I am a member of a group called the Junior/Senior Golfing Society of Connecticut. The organization has a couple hundred members, almost all representing private clubs in the state, and every summer we play four private courses from the shoreline to the western hills of the Nutmeg State. The first “outing” of 2016 this past Tuesday was Madison Country Club, within a driver and wedge of the coastline along the Long Island Sound. Madison is a great example of how a traditional golf course can be renovated to look even more “classic.”

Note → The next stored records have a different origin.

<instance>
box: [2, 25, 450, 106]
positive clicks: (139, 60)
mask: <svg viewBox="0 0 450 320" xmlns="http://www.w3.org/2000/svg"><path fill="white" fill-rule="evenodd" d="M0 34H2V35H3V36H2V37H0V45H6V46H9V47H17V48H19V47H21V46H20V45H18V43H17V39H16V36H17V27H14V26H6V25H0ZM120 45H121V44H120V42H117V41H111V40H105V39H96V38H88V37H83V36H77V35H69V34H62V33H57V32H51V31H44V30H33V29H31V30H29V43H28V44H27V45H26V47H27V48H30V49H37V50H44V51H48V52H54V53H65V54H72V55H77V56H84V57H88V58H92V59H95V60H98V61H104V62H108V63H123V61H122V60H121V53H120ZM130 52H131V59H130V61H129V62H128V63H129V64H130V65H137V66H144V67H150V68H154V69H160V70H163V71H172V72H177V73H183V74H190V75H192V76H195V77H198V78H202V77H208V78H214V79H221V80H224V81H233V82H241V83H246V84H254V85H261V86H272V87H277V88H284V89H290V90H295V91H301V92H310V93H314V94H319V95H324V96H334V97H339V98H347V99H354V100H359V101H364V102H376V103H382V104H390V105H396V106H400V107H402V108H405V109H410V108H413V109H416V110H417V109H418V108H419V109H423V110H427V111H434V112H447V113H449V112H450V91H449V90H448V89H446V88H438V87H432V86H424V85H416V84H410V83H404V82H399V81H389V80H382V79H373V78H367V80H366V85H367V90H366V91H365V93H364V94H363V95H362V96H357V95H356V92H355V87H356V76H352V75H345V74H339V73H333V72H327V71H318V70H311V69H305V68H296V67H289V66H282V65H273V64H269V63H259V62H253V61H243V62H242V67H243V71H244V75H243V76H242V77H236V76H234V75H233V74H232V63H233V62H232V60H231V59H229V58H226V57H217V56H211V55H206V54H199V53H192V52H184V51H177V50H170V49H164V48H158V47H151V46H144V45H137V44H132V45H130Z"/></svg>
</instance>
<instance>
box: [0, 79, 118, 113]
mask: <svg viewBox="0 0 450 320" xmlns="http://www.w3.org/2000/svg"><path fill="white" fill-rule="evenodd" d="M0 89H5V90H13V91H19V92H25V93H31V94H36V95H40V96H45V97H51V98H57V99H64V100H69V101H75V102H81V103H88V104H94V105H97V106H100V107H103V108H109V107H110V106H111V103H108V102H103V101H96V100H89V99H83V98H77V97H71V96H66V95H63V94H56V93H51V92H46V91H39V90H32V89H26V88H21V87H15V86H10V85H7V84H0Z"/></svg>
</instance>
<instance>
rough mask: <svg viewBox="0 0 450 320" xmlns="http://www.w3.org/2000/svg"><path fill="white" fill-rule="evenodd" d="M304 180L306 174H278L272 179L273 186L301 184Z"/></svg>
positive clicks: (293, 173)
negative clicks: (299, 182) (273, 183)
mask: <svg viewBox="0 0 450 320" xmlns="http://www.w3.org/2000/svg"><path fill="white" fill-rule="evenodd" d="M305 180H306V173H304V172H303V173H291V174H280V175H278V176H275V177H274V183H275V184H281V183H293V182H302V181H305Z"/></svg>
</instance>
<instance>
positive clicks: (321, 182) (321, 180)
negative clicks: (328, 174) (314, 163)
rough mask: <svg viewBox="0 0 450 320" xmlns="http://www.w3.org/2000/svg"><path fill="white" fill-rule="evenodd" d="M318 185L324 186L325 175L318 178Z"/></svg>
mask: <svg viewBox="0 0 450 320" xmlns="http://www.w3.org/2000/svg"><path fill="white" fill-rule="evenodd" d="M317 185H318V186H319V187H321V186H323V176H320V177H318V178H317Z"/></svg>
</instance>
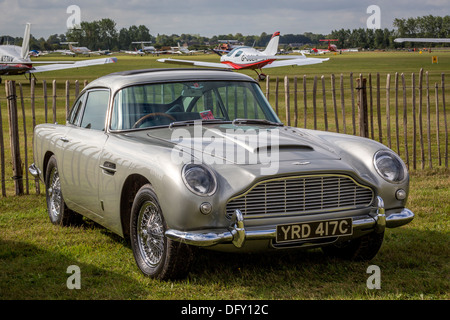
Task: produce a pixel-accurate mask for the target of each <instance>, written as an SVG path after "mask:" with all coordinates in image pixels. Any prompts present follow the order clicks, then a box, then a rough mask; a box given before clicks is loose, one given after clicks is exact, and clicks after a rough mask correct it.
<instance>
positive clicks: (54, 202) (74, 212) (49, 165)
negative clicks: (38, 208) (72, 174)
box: [45, 156, 83, 227]
mask: <svg viewBox="0 0 450 320" xmlns="http://www.w3.org/2000/svg"><path fill="white" fill-rule="evenodd" d="M45 193H46V200H47V212H48V215H49V217H50V221H51V222H52V223H53V224H55V225H60V226H64V227H66V226H76V225H80V224H81V223H82V219H83V217H82V216H81V215H80V214H78V213H76V212H73V211H72V210H70V209H69V208H67V206H66V203H65V202H64V197H63V195H62V191H61V182H60V178H59V171H58V165H57V162H56V158H55V156H52V157H51V158H50V160H49V161H48V164H47V170H46V175H45Z"/></svg>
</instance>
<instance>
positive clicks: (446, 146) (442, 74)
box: [441, 73, 448, 168]
mask: <svg viewBox="0 0 450 320" xmlns="http://www.w3.org/2000/svg"><path fill="white" fill-rule="evenodd" d="M444 78H445V76H444V73H442V74H441V83H442V85H441V87H442V113H443V116H444V128H445V167H446V168H448V129H447V114H446V113H445V81H444Z"/></svg>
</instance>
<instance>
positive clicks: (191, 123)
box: [169, 119, 230, 129]
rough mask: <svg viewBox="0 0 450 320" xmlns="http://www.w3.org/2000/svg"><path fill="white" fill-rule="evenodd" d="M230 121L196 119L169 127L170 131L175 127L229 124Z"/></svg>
mask: <svg viewBox="0 0 450 320" xmlns="http://www.w3.org/2000/svg"><path fill="white" fill-rule="evenodd" d="M229 122H230V121H227V120H221V119H195V120H183V121H175V122H172V123H171V124H170V125H169V129H171V128H173V127H181V126H190V125H194V124H197V123H201V124H204V123H229Z"/></svg>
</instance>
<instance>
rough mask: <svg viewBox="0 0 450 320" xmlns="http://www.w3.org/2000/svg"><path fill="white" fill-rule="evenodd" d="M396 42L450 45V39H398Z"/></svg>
mask: <svg viewBox="0 0 450 320" xmlns="http://www.w3.org/2000/svg"><path fill="white" fill-rule="evenodd" d="M394 42H436V43H448V42H450V38H396V39H394Z"/></svg>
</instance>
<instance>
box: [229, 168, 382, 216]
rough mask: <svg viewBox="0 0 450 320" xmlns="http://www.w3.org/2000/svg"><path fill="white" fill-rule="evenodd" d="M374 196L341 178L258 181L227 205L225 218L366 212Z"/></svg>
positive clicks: (233, 197) (362, 188)
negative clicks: (231, 215)
mask: <svg viewBox="0 0 450 320" xmlns="http://www.w3.org/2000/svg"><path fill="white" fill-rule="evenodd" d="M373 198H374V192H373V190H372V189H371V188H369V187H368V186H364V185H362V184H360V183H358V182H357V181H356V180H354V179H353V178H352V177H350V176H347V175H341V174H323V175H300V176H285V177H279V178H274V179H267V180H262V181H259V182H257V183H255V184H254V185H253V186H252V187H251V188H250V189H248V190H247V191H245V192H244V193H241V194H239V195H237V196H234V197H232V198H230V199H229V200H228V202H227V214H226V215H227V217H228V218H230V217H231V215H232V212H234V211H235V210H236V209H239V210H240V211H241V212H242V213H243V214H244V216H245V217H246V219H250V218H262V217H267V216H281V215H291V214H311V213H317V212H331V211H343V210H351V209H356V208H367V207H369V206H370V204H371V203H372V202H373V200H374V199H373Z"/></svg>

The Junior/Senior group had played Madison a couple of years ago. The course, originally designed by the accomplished British golfer and designer Willie Park, Jr. in 1909, was looking a bit long in the tooth when we first played it, but it still had many of the classic Park touches familiar to those who have played Gullane in Scotland and Sunningdale outside London, and New Haven Country Club and Shuttle Meadow in our own state of Connecticut. Those included landing areas that appeared narrower than they actually were, some severely bunkered greens, and holes with distances that clearly were designed to accommodate wind patterns (shorter into the wind, longer with).

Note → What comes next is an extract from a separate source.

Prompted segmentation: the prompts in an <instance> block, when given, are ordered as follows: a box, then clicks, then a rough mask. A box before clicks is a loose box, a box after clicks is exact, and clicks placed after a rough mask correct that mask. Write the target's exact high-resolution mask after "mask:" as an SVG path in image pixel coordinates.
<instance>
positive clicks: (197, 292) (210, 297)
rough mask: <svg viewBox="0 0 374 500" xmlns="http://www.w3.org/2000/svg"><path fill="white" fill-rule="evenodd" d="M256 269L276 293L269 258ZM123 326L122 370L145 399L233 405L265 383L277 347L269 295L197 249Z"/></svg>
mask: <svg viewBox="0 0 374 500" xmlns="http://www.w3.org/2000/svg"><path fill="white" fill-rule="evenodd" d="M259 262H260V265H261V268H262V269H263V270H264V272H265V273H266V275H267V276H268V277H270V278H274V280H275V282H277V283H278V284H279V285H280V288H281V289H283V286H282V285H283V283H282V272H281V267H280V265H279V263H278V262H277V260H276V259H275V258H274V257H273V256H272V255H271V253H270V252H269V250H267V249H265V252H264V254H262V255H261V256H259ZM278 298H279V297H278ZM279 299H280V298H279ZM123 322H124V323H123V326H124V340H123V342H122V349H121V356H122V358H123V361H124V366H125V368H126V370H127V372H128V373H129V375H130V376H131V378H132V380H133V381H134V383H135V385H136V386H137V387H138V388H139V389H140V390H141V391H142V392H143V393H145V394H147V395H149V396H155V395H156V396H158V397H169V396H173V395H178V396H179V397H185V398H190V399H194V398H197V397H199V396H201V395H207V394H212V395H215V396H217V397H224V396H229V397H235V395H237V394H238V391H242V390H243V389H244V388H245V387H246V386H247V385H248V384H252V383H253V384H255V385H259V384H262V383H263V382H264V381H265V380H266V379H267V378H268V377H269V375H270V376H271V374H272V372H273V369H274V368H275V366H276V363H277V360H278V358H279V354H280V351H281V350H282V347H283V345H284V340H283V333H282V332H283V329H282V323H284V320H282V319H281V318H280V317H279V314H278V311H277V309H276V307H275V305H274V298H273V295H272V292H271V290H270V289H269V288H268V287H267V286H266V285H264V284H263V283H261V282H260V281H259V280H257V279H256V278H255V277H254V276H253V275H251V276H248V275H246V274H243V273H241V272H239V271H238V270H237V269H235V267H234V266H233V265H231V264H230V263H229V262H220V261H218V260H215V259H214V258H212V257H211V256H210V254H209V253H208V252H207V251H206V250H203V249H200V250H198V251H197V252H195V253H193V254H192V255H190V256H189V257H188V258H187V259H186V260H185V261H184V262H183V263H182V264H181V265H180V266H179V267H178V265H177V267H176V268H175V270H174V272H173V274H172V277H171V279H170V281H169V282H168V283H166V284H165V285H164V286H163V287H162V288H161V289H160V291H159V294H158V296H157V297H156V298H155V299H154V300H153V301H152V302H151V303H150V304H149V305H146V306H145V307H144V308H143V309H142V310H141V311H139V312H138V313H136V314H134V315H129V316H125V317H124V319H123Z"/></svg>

Last year, Brian Silva undertook a respectful redesign of the course, improving it by adding more contour to the bunkers, additional sloping in the fairways and a cleaner overall look, without transforming a Park course into a Silva course. The hybrid black and gold tees we played were just 6,275 yards, and the wind was only blowing modestly off the nearby Sound, but with handicaps of no higher than 12 in our group, no one broke 90. A classic golf course is one that plays harder than it looks -– think Donald Ross –- and Madison surely meets the definition.